The Blue Ribbon eel (Rhinomuraena quaesita) is one of the most attractive underwater creatures with their tiny dragon head and long elegant bodies. A favorite subject for underwater photographers and an aquarium creature best left on the reef. Keeping ribbon eels is reserved for only the most advanced saltwater aquarists.
These iconic eels get their name from the thin ribbon-like dorsal markings and their undulating swimming pattern. Most of the time you will spot only the head of a ribbon eel, but if you’re lucking enough to see these dragon swimming you will quickly notice how they get their name.
Ribbon eels can stretch up to 4 feet in maximum length and adult ribbon eels have a blue body with a yellow dorsal fin. One interesting characteristic of the ribbon eel (R. quaesita) they are a protandrous hermaphrodite (males transition into females) just like clownfish.
As the ribbon eel transitions from the juvenile phase into an adult male or female, their color patterns change. The iconic blue coloration is only one phase (adult male). At one time it was thought that ribbon eels of each color phase actually represented different species altogether but we know now it is only part of growth transitions.
Juveniles are black with a yellow dorsal fin. In males, the black coloration changes to blue with yellow on the lower jaw, snout, and dorsal fin. Females are bluish-/greenish-yellow to solid yellow.
Ribbon eels are also very recognizable with its gaping mouth and flared nostrils.
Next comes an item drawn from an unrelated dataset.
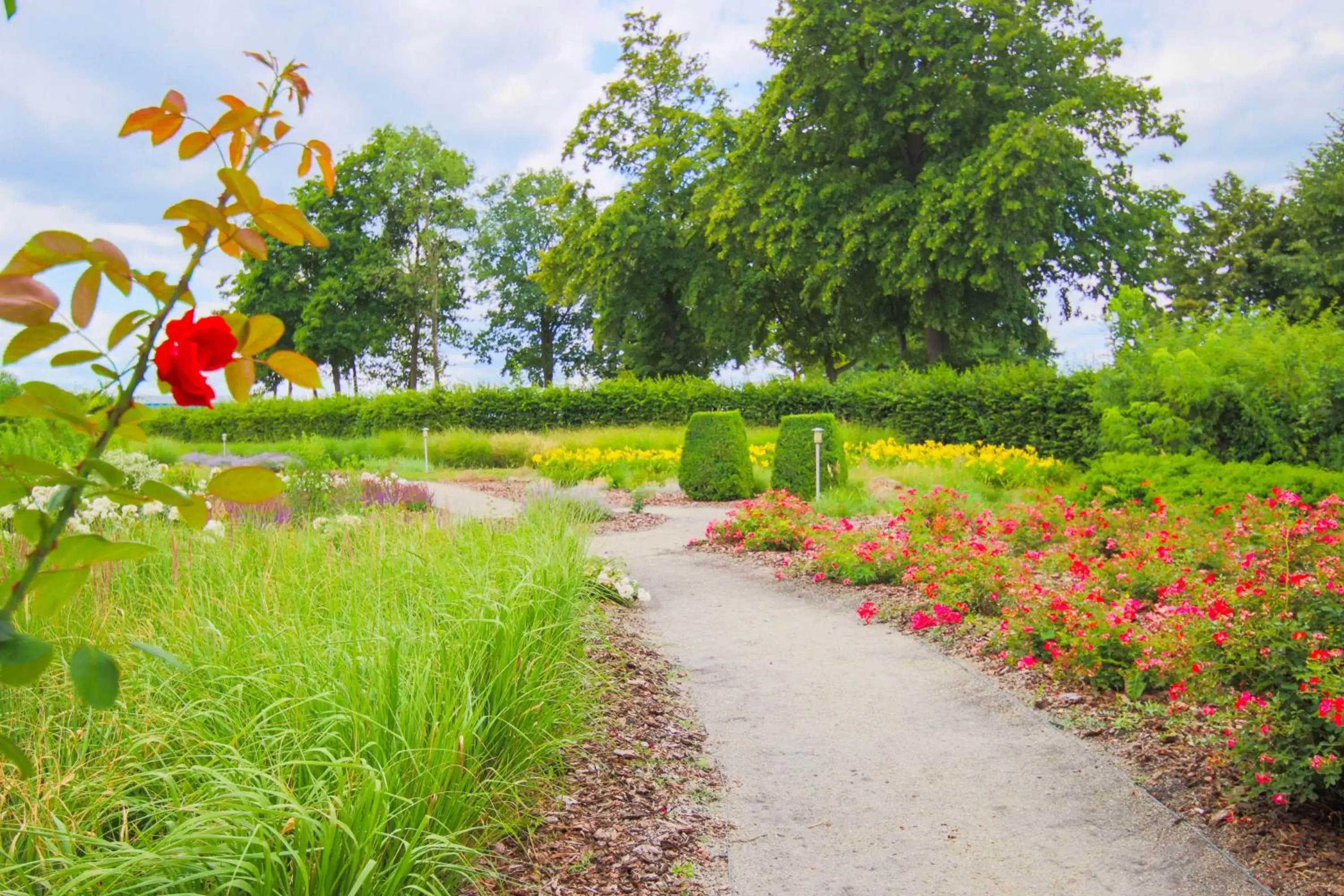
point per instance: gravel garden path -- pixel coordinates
(861, 761)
They also have three fleshy filaments extend from the tip of the lower jaw, and a single filament is present on the snout.
On the reef, you usually only spot little ribbon eel heads sticking out of rocks and caves. They are found posturing aggressively displaying their sharp little teeth, but this is mostly for show, and ribbon eels quickly retreat into their hole if you get too close.
Ribbon Eels in Aquariums
Ribbon eels should only be kept by the most advanced aquarist due to their special care requirements. It is not recommended to house a ribbon eel with other tankmates. Instead, keep them in a dedicated aquarium ideally a 55g tank or bigger.
Ribbon eels like to hide in holes and require several inches of sand topped with rubble to allow burrowing as well as liverock arranges in a honeycomb fashion for ample hiding spots. Artificial cave-like structures, such as PVC pipe, can be provided for refuge, and to keep these escape artists from slithering out of a tank you will need to ensure you have a tightly sealed lid.